おかやまの埋もれた歴史再発見
No.1  史跡岡山城跡
中の段北部で発見された築城期の石垣  今日の岡山市街地の礎となった岡山城は、豊臣秀吉の時代にも藩政の城府に活用されて明治維新まで存続した、全国的にも数少ない例の一つで、まさに歴史的な名城といえます。
  16世紀末に宇喜多秀家が築城し、関ヶ原合戦後に小早川秀秋・池田忠継・池田忠雄と三代にわたる城主の近代改装を経て、1630年ごろに完成をみていて、名城は一日にして成らずを示しています。
  城郭構造は、本丸を中核にして南西の一方向に城地の広がる梯郭式の配置で、堀で区割りされた城下町を含む6つの郭から成り立っていて、総面積が約113haありました。
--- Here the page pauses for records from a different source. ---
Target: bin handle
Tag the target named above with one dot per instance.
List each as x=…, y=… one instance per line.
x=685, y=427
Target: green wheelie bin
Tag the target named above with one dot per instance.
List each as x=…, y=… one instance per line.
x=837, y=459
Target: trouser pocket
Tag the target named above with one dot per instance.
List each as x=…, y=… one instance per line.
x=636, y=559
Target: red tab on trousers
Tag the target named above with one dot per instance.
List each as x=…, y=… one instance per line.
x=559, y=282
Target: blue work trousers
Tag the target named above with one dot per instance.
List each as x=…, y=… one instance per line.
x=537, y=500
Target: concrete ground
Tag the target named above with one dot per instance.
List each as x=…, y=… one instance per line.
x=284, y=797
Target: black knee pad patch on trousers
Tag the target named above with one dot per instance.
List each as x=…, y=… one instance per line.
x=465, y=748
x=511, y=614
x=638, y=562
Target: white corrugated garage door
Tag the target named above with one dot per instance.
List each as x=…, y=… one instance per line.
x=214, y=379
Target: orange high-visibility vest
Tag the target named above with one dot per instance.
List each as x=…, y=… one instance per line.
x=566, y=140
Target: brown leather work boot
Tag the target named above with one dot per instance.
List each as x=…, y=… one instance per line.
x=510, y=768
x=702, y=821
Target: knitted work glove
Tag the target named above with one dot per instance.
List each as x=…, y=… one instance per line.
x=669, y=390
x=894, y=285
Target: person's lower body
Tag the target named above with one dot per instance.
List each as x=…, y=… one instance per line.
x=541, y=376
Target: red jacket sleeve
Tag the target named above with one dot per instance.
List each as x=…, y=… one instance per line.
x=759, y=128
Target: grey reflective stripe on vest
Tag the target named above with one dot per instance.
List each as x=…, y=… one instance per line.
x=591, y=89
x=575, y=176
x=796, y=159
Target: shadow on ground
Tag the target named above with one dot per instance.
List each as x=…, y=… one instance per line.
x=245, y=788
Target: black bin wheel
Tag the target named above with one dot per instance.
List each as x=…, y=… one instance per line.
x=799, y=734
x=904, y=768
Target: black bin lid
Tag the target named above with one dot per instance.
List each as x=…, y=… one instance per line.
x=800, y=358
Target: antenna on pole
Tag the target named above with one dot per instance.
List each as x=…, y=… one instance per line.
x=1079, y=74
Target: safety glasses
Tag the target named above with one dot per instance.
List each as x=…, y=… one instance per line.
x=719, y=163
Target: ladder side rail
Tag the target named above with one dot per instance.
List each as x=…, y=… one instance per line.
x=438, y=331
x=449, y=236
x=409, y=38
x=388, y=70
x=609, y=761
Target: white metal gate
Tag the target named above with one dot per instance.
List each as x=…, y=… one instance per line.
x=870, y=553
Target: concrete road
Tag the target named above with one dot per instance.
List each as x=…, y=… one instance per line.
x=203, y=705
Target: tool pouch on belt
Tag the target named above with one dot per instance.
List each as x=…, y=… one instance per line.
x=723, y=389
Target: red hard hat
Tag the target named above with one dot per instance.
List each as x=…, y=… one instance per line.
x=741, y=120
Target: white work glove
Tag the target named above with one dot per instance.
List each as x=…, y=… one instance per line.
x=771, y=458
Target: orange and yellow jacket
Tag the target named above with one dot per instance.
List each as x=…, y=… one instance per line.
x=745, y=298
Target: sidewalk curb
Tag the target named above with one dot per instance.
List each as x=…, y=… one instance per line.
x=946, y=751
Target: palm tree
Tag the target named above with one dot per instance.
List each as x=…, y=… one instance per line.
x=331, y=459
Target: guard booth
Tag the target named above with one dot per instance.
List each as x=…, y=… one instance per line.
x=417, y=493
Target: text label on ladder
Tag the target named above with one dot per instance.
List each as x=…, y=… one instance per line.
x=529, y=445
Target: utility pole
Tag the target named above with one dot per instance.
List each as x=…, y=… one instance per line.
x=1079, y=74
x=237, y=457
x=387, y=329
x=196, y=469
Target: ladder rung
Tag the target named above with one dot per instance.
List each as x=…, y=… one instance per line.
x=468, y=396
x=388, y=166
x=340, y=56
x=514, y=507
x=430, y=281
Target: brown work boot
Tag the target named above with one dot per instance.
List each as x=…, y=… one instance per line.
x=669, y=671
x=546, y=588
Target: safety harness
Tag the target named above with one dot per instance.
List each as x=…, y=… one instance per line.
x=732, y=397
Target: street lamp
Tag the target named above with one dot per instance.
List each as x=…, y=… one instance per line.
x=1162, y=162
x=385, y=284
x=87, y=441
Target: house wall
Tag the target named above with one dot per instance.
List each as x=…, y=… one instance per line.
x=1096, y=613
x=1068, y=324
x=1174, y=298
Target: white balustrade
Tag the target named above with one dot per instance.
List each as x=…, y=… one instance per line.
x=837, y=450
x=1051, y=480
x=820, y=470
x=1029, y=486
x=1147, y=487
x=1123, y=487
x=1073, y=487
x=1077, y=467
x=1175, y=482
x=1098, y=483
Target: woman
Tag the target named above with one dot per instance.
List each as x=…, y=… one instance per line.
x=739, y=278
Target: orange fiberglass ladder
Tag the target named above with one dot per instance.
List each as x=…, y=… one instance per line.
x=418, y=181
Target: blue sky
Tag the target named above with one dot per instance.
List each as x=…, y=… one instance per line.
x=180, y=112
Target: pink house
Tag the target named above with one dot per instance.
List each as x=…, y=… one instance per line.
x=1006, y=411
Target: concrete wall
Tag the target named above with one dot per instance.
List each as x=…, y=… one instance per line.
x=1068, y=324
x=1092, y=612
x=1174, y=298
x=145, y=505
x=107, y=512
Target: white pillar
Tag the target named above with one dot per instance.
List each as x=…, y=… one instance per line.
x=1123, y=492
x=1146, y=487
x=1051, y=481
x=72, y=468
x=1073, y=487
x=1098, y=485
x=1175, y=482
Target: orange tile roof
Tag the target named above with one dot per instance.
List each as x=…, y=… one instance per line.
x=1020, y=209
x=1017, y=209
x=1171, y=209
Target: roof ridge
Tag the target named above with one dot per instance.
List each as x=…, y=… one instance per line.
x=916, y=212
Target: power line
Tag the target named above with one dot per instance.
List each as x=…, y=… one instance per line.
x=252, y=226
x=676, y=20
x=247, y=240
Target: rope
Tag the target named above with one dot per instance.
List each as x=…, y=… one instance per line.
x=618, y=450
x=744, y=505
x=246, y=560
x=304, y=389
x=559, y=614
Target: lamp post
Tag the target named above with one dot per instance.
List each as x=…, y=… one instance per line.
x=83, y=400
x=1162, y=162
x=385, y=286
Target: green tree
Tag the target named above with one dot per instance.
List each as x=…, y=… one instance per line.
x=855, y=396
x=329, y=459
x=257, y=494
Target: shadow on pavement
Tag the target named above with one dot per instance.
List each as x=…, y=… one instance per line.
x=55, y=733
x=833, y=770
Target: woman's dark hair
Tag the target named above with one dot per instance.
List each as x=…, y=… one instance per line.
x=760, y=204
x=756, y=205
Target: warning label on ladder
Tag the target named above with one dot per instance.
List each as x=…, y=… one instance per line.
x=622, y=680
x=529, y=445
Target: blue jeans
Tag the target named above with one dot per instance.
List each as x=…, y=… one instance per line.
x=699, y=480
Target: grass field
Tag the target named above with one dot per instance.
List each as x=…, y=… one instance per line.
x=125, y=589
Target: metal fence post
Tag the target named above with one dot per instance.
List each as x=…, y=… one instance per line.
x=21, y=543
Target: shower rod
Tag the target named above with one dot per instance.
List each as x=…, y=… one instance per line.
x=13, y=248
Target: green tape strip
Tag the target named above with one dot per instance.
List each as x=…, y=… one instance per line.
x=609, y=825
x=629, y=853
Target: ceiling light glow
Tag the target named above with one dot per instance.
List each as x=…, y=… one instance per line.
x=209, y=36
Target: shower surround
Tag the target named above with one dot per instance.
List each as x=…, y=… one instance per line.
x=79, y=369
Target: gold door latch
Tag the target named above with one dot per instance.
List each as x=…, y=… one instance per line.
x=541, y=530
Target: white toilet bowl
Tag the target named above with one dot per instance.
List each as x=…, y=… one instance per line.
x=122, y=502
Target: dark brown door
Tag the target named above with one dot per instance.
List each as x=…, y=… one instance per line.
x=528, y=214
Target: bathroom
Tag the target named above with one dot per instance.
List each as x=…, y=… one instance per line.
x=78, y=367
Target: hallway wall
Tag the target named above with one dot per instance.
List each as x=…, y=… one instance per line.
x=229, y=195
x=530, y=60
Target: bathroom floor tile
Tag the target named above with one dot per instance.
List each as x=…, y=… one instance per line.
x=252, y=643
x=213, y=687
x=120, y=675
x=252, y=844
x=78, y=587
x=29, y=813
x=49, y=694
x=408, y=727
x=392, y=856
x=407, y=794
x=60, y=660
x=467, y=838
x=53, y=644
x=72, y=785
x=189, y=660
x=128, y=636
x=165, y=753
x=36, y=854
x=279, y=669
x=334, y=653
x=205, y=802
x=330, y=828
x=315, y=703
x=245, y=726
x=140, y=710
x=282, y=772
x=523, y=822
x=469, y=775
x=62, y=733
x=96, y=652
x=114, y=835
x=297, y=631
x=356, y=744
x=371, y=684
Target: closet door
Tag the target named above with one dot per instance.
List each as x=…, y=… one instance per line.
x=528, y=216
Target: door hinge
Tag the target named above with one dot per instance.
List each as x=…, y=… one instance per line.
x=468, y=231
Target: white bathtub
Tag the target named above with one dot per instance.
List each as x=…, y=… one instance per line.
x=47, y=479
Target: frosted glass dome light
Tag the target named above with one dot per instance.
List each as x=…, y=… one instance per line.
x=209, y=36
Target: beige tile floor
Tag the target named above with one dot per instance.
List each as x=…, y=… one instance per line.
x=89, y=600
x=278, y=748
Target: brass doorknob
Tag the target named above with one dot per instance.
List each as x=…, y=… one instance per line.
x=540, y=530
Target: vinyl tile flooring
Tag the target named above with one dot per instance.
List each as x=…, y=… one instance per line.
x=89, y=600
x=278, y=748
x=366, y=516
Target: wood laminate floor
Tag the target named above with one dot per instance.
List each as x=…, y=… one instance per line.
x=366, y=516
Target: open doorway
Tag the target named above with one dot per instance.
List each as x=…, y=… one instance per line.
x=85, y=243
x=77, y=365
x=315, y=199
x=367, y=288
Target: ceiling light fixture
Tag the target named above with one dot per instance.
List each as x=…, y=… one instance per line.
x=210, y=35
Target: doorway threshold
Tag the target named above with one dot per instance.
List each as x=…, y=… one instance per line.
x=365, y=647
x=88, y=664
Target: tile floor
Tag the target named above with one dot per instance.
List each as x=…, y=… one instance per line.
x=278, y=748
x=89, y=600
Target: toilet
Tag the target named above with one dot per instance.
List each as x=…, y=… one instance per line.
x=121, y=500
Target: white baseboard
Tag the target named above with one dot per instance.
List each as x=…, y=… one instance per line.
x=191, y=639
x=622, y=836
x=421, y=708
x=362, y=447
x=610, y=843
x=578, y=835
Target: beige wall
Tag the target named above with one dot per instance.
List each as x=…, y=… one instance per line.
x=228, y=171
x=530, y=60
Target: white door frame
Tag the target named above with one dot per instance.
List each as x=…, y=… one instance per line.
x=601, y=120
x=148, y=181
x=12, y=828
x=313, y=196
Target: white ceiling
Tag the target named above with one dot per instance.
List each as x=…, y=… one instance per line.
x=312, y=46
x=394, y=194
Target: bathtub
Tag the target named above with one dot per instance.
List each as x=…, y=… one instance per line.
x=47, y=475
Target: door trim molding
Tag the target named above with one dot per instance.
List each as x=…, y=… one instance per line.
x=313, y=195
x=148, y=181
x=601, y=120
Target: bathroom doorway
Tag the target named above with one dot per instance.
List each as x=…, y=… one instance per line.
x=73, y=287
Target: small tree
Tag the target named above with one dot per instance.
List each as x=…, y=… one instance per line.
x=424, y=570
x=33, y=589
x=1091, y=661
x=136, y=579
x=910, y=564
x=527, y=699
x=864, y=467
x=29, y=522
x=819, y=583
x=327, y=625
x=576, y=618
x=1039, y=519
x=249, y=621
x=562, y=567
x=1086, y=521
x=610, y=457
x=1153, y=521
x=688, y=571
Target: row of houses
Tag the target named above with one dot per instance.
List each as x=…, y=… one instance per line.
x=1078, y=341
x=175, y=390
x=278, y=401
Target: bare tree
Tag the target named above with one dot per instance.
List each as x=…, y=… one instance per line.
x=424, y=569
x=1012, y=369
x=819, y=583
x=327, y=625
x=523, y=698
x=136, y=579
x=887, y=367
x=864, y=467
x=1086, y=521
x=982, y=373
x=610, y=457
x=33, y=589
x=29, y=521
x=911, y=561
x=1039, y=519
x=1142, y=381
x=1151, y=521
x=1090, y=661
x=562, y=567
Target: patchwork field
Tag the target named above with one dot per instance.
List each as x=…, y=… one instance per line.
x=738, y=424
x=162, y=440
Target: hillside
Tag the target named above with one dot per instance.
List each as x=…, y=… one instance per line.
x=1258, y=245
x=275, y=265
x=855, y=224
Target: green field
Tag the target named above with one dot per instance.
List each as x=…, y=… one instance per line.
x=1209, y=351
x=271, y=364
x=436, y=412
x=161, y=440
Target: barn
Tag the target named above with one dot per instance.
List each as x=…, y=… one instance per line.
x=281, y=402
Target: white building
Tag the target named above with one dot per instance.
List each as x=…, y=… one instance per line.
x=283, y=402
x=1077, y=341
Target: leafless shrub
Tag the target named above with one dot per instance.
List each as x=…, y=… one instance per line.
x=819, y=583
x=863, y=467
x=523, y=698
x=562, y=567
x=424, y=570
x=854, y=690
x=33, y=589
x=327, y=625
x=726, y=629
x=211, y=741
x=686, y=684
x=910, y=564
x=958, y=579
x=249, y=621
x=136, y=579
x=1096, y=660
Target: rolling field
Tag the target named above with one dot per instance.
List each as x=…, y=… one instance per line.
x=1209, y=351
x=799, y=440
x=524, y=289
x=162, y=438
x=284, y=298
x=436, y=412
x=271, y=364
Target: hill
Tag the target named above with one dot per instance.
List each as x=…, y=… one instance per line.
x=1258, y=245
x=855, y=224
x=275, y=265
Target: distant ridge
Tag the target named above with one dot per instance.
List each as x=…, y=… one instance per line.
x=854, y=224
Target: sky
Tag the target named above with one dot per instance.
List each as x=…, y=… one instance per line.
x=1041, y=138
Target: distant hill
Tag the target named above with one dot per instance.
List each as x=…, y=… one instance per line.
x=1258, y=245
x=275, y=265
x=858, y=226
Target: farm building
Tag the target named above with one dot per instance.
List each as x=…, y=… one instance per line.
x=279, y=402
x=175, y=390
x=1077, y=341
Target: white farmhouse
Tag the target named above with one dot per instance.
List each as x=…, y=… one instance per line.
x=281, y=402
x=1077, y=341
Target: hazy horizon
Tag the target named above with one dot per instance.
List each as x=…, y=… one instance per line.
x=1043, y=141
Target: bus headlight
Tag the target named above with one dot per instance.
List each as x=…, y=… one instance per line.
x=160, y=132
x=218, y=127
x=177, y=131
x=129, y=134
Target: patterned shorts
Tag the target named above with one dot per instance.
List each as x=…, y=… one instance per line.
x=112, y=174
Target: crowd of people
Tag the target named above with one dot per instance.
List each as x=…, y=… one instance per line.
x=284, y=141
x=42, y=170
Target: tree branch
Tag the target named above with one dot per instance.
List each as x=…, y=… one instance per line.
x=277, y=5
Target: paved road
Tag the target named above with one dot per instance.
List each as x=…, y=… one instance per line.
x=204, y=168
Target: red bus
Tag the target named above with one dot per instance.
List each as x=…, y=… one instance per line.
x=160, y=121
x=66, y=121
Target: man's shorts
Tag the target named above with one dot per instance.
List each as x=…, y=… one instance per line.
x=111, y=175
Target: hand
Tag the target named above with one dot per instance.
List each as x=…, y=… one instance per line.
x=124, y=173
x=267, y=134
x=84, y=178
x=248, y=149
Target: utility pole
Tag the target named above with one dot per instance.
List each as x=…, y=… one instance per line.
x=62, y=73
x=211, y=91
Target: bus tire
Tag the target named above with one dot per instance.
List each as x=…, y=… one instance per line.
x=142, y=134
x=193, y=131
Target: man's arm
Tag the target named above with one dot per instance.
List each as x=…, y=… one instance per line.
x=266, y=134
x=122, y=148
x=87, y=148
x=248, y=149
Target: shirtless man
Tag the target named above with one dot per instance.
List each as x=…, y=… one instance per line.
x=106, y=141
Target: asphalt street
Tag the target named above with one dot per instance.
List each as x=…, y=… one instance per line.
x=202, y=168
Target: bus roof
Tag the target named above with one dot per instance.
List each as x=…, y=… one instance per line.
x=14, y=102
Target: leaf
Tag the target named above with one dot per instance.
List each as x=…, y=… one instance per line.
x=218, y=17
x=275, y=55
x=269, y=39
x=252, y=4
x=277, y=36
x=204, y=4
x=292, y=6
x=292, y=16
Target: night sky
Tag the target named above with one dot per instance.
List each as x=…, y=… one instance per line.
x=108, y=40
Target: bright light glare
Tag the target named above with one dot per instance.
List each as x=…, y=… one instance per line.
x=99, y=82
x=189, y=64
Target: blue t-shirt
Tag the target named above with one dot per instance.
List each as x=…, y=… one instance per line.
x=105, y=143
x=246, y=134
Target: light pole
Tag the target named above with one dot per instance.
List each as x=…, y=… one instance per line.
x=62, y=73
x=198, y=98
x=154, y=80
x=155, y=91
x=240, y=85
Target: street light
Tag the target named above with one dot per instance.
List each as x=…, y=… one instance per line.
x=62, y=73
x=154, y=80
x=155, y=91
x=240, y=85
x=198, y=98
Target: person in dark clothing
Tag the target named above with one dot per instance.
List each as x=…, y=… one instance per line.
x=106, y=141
しかし、明治維新後に城地が市街地化されたため、今日では本丸と周囲の内堀の5・7が城郭の面影を残すだけとなっています。
  本丸は、平山城特有の一二三段(ひふみのだん=三段構)で構成されていますが、各石垣に築城期と後の三代の城主による改装が、積方の様相の差となって反映されています。本丸跡の史跡整備に伴う発掘調査で、埋殺しにされた築城期や築城前の石山城時代の石垣が発見されています。
  史跡整備では、江戸時代の歴史的環境の整備とともに、築城期の石垣を掘り出して露出展示できる方法を考えています。